Joachim Jahn

CDU/CSU sperrt sich gegen fremde Geldgeber für Anwaltskanzleien


Die CDU/CSU stellt sich entschieden gegen jede Aufweichung des Verbots von Kapitalbeteiligungen durch externe Investoren an Anwaltskanzleien. „Die Aufrechterhaltung des Fremdkapitalverbots halten wir für unabdingbar“, sagte die rechtspolitische Sprecherin ihrer Bundestagsfraktion, Elisabeth Winkelmeier-Becker, der Neuen Juristischen Wochenschrift (NJW). „Sie ist eine tragende Säule der Unabhängigkeit der Rechtsanwaltschaft.
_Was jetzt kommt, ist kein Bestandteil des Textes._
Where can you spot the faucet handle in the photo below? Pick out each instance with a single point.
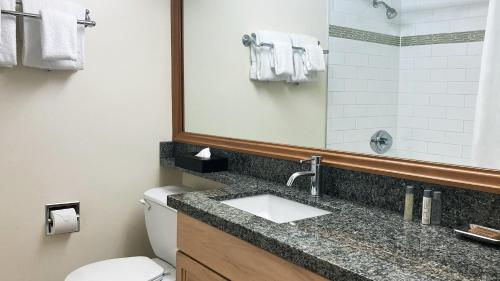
(313, 159)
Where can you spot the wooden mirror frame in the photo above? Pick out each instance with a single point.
(464, 177)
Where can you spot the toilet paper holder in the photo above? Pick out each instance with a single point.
(59, 206)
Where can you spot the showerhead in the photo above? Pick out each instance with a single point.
(390, 13)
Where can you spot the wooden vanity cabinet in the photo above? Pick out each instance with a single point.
(211, 254)
(190, 270)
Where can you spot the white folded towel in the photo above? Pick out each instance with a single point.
(309, 61)
(264, 60)
(59, 35)
(299, 59)
(315, 59)
(271, 63)
(8, 51)
(32, 51)
(282, 53)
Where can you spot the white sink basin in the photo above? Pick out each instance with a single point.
(276, 209)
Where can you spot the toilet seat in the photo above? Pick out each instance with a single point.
(125, 269)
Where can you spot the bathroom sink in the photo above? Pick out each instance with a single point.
(274, 208)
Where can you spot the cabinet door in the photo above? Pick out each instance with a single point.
(190, 270)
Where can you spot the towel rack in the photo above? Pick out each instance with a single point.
(88, 22)
(250, 40)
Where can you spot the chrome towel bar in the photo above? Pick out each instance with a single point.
(87, 22)
(250, 40)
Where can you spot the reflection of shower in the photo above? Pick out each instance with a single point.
(391, 12)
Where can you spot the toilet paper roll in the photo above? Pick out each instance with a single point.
(64, 221)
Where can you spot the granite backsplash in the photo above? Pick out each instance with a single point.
(459, 206)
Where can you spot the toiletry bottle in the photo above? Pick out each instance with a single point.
(410, 194)
(426, 207)
(436, 208)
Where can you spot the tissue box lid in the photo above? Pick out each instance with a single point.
(201, 165)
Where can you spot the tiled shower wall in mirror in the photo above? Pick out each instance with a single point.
(415, 76)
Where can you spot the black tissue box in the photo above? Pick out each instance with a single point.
(189, 161)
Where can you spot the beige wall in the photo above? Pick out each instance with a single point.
(220, 98)
(90, 136)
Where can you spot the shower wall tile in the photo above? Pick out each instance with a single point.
(432, 18)
(438, 89)
(364, 91)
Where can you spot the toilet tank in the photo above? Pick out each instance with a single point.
(161, 221)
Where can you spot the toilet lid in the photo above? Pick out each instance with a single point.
(126, 269)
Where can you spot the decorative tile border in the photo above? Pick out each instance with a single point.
(405, 41)
(366, 36)
(443, 38)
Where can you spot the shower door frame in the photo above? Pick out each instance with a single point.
(472, 178)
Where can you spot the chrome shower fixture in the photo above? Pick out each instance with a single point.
(391, 12)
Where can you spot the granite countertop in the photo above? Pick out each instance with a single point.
(354, 242)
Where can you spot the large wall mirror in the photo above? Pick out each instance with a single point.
(404, 79)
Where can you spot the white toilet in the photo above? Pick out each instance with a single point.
(161, 224)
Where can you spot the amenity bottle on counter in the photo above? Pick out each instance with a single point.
(427, 207)
(436, 208)
(410, 194)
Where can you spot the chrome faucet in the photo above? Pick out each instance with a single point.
(314, 173)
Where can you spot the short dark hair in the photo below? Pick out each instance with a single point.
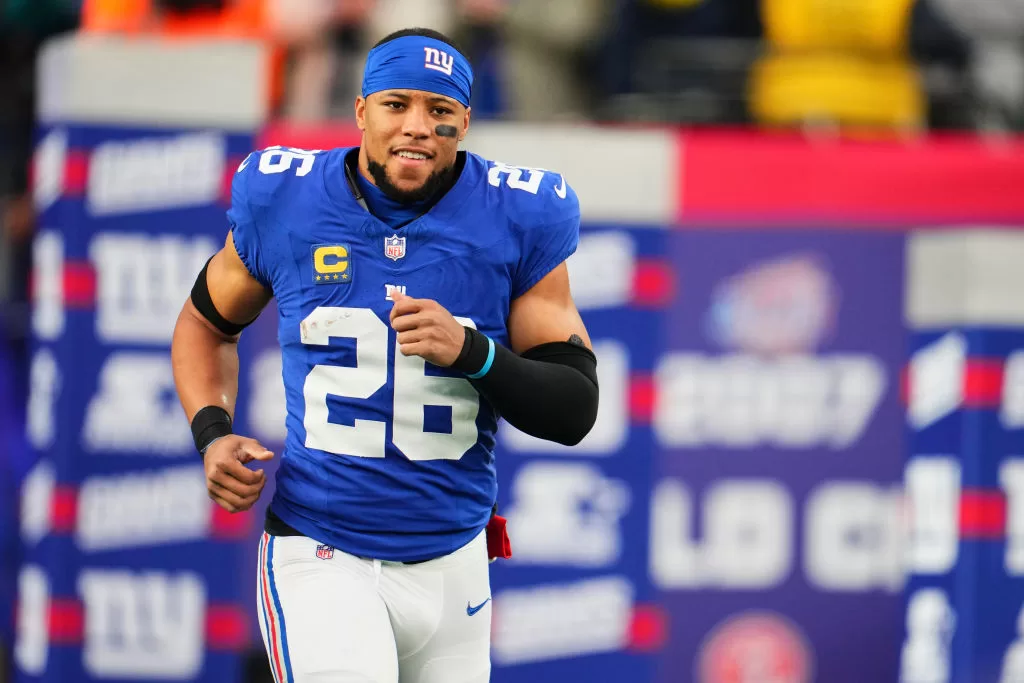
(423, 33)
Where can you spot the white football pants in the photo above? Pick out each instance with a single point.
(328, 616)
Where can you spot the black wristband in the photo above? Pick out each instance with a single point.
(474, 352)
(210, 424)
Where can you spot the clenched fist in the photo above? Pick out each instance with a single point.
(231, 484)
(426, 329)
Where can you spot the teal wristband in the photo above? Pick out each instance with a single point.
(486, 364)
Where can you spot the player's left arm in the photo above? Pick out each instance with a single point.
(545, 385)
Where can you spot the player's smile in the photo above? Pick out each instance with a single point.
(413, 157)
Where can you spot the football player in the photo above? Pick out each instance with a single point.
(422, 293)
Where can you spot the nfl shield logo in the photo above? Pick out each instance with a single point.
(394, 247)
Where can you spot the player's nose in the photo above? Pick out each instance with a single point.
(416, 123)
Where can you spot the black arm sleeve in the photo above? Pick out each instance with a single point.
(550, 391)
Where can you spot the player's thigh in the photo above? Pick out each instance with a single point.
(322, 619)
(440, 613)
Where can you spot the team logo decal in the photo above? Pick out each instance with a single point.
(332, 264)
(753, 647)
(394, 247)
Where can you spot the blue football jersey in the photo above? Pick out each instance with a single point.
(388, 456)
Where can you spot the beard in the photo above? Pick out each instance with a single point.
(435, 183)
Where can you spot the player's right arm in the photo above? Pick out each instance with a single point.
(205, 358)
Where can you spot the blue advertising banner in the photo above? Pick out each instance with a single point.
(779, 431)
(965, 482)
(118, 529)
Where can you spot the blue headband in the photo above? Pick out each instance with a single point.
(416, 62)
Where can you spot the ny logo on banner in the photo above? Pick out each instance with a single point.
(438, 60)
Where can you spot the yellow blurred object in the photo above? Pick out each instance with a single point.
(839, 61)
(838, 88)
(863, 25)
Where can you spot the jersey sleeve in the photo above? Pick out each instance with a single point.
(245, 229)
(549, 237)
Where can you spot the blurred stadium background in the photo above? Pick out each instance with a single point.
(802, 265)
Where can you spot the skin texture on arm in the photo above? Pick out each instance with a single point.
(205, 359)
(546, 313)
(206, 373)
(546, 392)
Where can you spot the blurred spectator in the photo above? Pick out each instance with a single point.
(678, 60)
(549, 51)
(995, 29)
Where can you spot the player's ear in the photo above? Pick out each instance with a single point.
(360, 113)
(465, 125)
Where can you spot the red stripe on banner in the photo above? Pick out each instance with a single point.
(66, 620)
(643, 395)
(982, 514)
(309, 136)
(226, 628)
(753, 178)
(79, 285)
(983, 383)
(648, 628)
(76, 172)
(226, 525)
(653, 284)
(64, 509)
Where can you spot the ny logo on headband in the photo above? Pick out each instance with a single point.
(438, 60)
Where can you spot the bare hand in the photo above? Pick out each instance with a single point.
(427, 330)
(231, 484)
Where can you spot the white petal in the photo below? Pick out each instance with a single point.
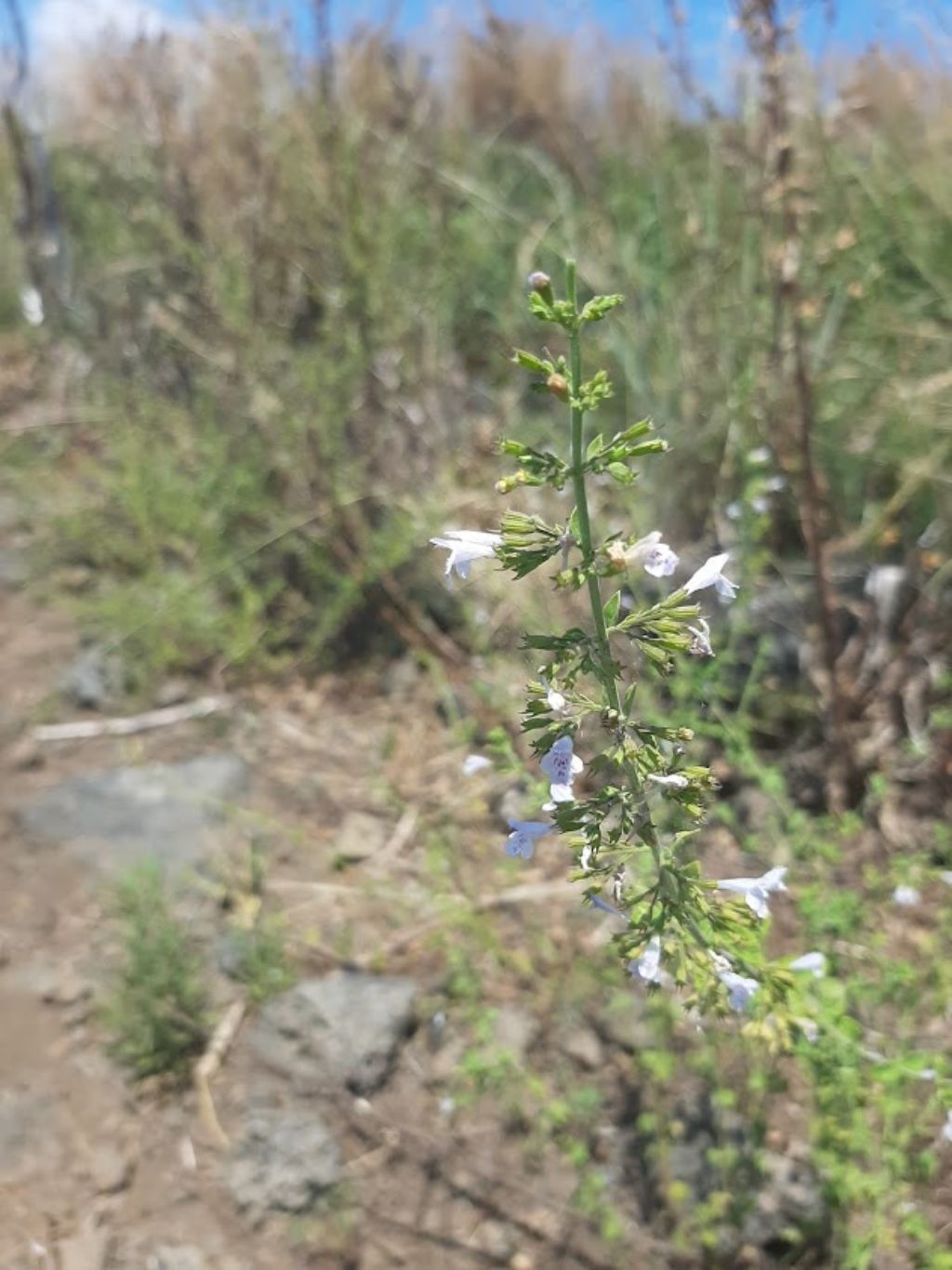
(813, 963)
(707, 575)
(757, 899)
(648, 965)
(475, 537)
(562, 793)
(662, 562)
(774, 879)
(473, 763)
(906, 897)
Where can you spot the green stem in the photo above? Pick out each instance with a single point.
(582, 500)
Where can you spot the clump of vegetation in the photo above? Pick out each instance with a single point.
(260, 958)
(156, 1009)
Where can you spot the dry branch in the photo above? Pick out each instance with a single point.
(86, 729)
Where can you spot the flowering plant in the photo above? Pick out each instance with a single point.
(632, 826)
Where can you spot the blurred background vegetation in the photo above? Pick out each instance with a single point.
(278, 302)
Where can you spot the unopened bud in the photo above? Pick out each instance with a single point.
(541, 284)
(615, 556)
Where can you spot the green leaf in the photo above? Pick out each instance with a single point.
(530, 362)
(598, 306)
(621, 474)
(612, 608)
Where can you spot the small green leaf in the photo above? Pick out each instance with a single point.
(621, 474)
(530, 362)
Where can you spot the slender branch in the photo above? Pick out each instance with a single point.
(582, 502)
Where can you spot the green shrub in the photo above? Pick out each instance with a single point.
(156, 1010)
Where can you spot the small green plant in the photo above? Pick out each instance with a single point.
(156, 1010)
(261, 959)
(633, 833)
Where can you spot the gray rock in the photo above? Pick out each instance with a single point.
(28, 1141)
(117, 817)
(284, 1161)
(360, 837)
(94, 681)
(184, 1258)
(10, 512)
(583, 1045)
(110, 1169)
(514, 1030)
(340, 1030)
(788, 1208)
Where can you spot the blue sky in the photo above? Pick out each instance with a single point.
(855, 23)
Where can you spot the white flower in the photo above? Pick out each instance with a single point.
(740, 989)
(473, 763)
(711, 575)
(648, 965)
(655, 556)
(32, 306)
(671, 781)
(465, 547)
(701, 642)
(562, 766)
(553, 698)
(522, 840)
(813, 963)
(756, 891)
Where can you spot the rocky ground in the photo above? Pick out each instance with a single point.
(341, 1137)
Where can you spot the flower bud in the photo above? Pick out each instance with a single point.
(559, 386)
(541, 284)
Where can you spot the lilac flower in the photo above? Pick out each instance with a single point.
(711, 575)
(473, 763)
(648, 965)
(522, 840)
(671, 781)
(756, 891)
(740, 989)
(655, 556)
(465, 547)
(813, 963)
(562, 766)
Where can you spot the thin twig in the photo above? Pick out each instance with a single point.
(209, 1064)
(86, 729)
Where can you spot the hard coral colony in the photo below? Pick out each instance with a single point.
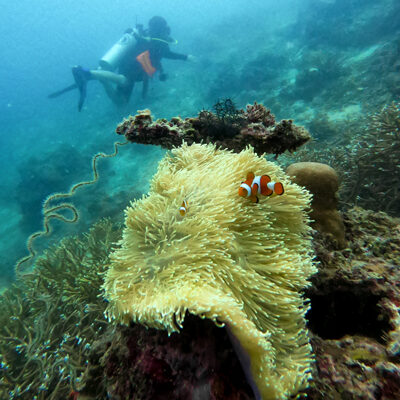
(227, 259)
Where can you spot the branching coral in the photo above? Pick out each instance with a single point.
(51, 316)
(228, 259)
(366, 159)
(256, 127)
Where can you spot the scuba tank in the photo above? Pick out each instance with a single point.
(112, 58)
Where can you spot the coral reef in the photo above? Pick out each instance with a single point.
(322, 181)
(372, 172)
(234, 130)
(50, 317)
(366, 159)
(229, 260)
(354, 316)
(197, 363)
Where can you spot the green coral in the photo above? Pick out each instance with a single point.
(51, 316)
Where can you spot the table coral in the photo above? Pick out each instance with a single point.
(229, 260)
(256, 127)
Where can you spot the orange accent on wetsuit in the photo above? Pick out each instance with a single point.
(144, 60)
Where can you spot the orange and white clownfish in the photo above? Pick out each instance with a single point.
(254, 185)
(184, 208)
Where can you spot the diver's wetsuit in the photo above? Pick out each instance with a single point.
(132, 69)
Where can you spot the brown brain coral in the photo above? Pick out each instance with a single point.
(228, 259)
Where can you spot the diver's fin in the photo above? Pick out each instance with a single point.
(62, 91)
(81, 77)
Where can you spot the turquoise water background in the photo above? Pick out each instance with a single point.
(307, 60)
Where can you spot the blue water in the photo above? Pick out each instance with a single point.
(305, 60)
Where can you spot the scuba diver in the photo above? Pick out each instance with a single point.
(136, 57)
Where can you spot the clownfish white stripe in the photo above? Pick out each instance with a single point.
(257, 181)
(183, 208)
(247, 187)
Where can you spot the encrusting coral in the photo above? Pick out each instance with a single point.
(229, 129)
(229, 260)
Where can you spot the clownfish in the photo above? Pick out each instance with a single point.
(184, 208)
(254, 185)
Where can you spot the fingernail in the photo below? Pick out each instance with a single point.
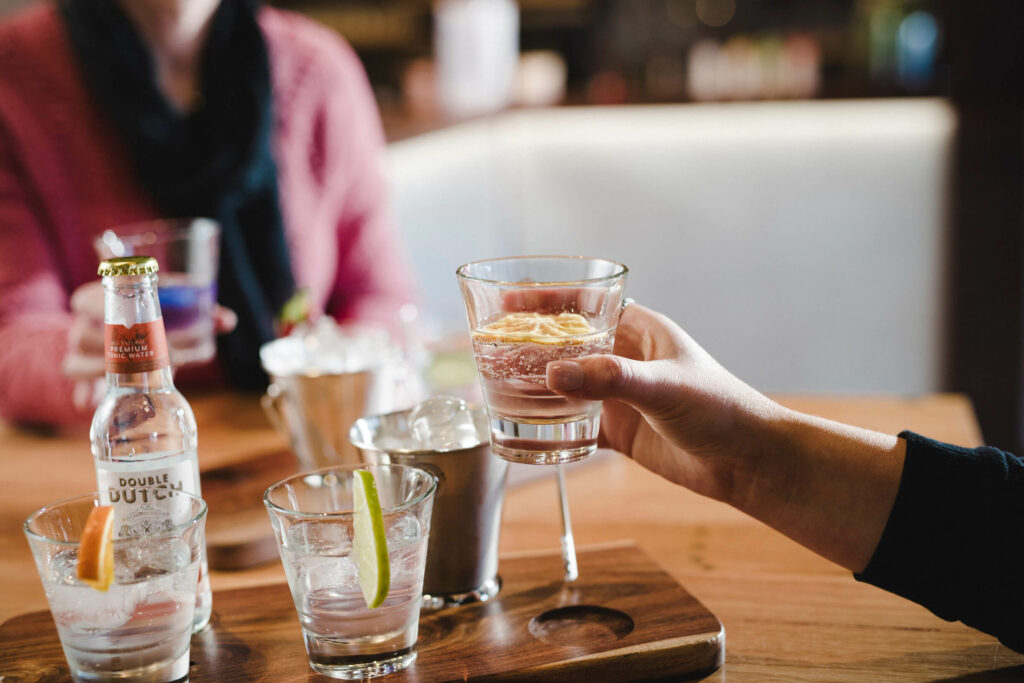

Eine Öffnung für Wagniskapital dürfte damit nicht zu vereinen sein.“ Bundesjustizministerin Christine Lambrecht (SPD) hatte kürzlich Eckpunkte für eine Reform des Rechts der anwaltlichen Berufsausübungsgesellschaften vorgelegt. Geprüft werden soll demnach eine Möglichkeit für außenstehende Geldgeber, sich an Kanzleien beteiligen – etwa für Ex-Anwälte sowie für „Wagniskapital“ beispielsweise im Bereich von Legal Tech.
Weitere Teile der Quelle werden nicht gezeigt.